News of Iwata’s passing shocked the video game industry. As recently as last month, he appeared in a marketing video the company presented during the E3 annual video game trade show.
In truth, Iwata has been fighting the bile duct growth for two years. He skipped E3 in 2014 to have surgery for the condition. And, again this year, he declined to appear in person, though the company did not indicate health as the reason for the decision.
While the illness was known, many thought he would make a full recovery based on his comments about the diagnosis.

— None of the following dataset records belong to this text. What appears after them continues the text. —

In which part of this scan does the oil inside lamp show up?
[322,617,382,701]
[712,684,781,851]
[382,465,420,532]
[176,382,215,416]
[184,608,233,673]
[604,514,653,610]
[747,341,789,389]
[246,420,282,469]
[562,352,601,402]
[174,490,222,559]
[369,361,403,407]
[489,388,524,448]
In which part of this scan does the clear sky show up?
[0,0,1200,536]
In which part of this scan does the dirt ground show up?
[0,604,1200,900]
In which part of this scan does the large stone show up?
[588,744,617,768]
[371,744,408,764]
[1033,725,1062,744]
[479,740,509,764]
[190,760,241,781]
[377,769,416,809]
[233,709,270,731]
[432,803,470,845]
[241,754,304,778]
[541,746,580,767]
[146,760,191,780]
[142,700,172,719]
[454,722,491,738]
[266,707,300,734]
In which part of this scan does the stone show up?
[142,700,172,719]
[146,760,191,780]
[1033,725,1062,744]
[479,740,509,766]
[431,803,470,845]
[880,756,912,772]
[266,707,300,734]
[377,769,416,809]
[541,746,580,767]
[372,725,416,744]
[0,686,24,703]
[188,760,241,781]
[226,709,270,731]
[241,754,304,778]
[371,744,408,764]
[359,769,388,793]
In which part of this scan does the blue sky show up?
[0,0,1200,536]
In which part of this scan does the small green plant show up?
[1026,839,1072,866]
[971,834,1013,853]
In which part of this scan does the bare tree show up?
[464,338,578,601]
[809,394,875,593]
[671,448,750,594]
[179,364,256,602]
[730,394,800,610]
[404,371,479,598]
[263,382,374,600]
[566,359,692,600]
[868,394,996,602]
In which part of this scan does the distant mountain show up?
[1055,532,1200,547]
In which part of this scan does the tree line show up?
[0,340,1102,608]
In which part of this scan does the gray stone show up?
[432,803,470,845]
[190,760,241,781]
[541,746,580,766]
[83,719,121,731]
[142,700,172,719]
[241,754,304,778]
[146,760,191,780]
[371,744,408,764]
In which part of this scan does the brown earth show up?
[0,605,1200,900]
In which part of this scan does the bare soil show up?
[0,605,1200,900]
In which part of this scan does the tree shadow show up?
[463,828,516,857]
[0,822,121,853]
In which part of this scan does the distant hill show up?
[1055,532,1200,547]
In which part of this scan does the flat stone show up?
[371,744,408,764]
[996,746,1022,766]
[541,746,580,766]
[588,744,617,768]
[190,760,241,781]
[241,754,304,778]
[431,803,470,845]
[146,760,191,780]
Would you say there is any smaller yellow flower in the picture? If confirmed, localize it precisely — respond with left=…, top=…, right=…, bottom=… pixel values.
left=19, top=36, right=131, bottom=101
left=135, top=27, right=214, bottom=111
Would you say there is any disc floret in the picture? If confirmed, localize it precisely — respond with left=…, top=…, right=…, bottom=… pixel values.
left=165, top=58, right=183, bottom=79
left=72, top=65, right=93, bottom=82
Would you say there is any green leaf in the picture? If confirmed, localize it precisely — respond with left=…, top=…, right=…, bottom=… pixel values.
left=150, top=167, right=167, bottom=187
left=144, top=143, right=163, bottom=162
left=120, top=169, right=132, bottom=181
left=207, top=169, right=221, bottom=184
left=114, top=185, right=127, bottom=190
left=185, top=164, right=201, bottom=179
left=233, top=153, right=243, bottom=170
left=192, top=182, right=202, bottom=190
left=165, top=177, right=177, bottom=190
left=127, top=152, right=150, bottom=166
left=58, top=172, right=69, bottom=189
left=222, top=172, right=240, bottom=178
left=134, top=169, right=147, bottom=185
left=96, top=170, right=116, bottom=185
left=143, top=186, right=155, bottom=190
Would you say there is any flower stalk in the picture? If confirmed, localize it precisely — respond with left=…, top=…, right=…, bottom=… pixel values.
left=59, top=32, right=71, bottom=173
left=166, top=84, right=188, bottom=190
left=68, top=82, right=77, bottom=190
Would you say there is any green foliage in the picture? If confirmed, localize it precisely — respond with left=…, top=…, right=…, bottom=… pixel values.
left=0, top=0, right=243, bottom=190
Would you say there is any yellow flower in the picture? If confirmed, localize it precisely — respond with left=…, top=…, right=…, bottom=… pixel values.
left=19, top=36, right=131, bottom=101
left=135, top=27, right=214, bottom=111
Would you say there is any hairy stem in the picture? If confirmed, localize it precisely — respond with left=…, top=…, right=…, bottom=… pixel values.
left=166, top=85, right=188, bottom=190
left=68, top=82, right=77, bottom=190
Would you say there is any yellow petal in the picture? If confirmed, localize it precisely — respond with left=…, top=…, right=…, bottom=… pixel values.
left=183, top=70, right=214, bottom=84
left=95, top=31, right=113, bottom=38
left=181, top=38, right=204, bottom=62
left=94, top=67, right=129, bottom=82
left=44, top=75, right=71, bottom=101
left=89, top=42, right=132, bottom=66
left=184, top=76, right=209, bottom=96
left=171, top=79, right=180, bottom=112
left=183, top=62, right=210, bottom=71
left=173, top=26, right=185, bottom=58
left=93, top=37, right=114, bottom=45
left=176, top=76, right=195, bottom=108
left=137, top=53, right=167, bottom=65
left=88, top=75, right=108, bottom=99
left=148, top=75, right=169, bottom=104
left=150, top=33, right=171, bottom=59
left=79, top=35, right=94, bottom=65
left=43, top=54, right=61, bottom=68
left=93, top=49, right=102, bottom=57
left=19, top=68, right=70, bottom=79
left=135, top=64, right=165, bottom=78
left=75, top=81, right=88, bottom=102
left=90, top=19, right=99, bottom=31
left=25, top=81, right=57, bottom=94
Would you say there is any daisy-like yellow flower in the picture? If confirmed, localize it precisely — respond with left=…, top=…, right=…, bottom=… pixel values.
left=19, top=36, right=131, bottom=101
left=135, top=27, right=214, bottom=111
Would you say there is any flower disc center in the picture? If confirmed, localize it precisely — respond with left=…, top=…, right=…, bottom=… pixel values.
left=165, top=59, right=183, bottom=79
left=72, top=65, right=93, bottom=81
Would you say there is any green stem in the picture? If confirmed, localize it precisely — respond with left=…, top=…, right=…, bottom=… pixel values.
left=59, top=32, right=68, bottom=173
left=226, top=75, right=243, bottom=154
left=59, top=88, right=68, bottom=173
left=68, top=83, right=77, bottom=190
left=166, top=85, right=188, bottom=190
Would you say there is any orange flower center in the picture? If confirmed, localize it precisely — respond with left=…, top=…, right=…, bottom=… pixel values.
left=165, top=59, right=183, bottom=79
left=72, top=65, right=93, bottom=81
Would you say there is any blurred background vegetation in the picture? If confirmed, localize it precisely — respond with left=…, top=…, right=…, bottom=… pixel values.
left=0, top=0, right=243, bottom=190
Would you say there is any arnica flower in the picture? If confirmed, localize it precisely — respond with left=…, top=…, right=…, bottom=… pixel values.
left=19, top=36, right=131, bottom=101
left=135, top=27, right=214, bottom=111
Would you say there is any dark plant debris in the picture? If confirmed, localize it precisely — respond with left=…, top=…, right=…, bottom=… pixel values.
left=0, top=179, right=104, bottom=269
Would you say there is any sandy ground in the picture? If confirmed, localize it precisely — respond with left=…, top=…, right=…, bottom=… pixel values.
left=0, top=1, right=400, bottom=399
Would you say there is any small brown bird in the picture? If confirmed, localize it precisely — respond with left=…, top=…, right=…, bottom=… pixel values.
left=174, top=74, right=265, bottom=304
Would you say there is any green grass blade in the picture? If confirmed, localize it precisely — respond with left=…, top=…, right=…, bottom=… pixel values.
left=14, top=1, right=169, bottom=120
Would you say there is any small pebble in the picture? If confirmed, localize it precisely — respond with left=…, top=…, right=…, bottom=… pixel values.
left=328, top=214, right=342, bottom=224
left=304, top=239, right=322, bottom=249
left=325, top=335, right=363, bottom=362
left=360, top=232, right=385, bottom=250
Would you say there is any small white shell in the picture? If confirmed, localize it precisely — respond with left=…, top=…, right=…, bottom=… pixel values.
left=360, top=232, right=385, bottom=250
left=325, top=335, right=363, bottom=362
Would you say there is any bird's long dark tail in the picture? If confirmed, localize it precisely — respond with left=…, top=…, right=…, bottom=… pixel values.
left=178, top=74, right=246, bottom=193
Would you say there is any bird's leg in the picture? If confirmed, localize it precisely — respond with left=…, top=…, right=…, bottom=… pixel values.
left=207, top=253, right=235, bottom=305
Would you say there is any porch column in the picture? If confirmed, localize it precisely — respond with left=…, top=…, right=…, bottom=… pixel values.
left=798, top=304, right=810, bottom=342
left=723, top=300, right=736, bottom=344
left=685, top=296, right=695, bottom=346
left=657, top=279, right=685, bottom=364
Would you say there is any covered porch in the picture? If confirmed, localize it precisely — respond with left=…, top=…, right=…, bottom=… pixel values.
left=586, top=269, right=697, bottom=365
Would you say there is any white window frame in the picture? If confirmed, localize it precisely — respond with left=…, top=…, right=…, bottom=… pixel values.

“In general, it is said that a bile duct growth can be difficult-to-treat, partly because of the difficulty of detecting it early,” he wrote in a letter to shareholders last year. “In my case, luckily, it was detected very early and I had no symptoms. I was counseled that removal at an early stage would be the desirable medical option. Therefore I had surgery last week, and I came through it well, as predicted.”
Iwata was the fourth person to serve as president of Nintendo. He succeeded Hiroshi Yamauchi, who transformed Nintendo from a card company into a video gaming superpower. Prior to his role as a gaming executive, Iwata was a game maker – specifically, a programmer at HAL Laboratory, which is known for the Kirby and Super Smash Bros. franchises. He took over as president in 2002.
“On my business card, I am a corporate president,” he said in 2005 at a keynote speech at the Game Developers Conference. “In my mind, I am a game developer. But in my heart, I am a gamer.”
Iwata’s tenure as president took Nintendo in many new directions. The Nintendo DS handheld video game console was a revolution in mobile gaming – and has sold more than 200 million units since its 2004 launch. And he offered fans a peek behind the curtains, something the notoriously secret Nintendo had never done before, by hosting a series of game developer interviews known as “Iwata Asks.” He also led the charge with the company’s “Nintendo Direct” broadcasts, during which the company would unveil new games and features.
But Iwata’s legacy will undoubtedly be the Nintendo Wii – a console system that helped the industry reach a large number of new players. The system eventually sold 101 million units, despite initially facing plenty of naysayers, who scoffed at the non-standard controller.
Those criticisms never caused Iwata to waver in his confidence.
“Until now, within a single household, we’ve had family members who play video games and family members who don’t play video games – and they’ve been very separate,” he said in 2005. “Gradually, the barriers between those two have gotten stronger. … Today, if you don’t understand the controller, you’re not able to enjoy video games.”
Before his passing, he was once again trying to steer Nintendo into new waters. Work is already underway on a Nintendo game for Apple iOS and Android devices. Next year the company plans to reveal details about its new console system – currently code named NX. And a little over a year ago, he announced the company would be making products that focus on the quality of life – the first of which is a sleep monitor.
While the company searches for a new president, two longtime staffers will lead Nintendo. Genyo Takeda and Mario creator Shigeru Miyamoto will share the titles of representative director and senior managing director.